Philippe Dufour's movements are among the finest in the world. Not only is the symmetrical construction of the movement naturally pleasing to the eye, but the movement is then finished using an array of decorative techniques, including Geneva stripping, chamfering, black polishing and hand-engraving.
The Duality is not a watch that immediately stands out in a line-up of vintage watches. We've seen it this month during the Winning Icons auction previews across Asia, the United Kingdom and the United States, currently in New York where it will ultimately be auctioned. If someone didn't know anything about the Duality, they'd probably skip right over it to see the first series Patek Philippe Nautilus or the Rolex Milsub standing either side of it.
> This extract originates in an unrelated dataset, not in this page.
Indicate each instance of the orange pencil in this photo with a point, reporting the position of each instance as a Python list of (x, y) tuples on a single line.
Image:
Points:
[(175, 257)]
Left: Rolex Ref. 5513, 'Milsub' or 'Military Submariner', 1974; Right: Patek Philippe Ref. 3700/001, Nautilus 'Jumbo', 1977
But the Duality has its fans, and to them, this is clearly the most important watch in our sale. Because it represents the resurgence of independent watchmaking, because it represents the resurgence of traditional Swiss watchmaking, and most of all, because they know that no one will ever make a watch quite like it again.
Dufour never returned to the bench for the Duality. The owners' club became unexpectedly exclusive after the ninth model was delivered and that makes its membership even more desirable.
The return of N°00, therefore, represents an unexpected opportunity for collectors who thought they had missed out at the chance of owning this model one day. The watch will be offered in complete condition, accompanied by its original certificate, brochure, and fitted presentation box.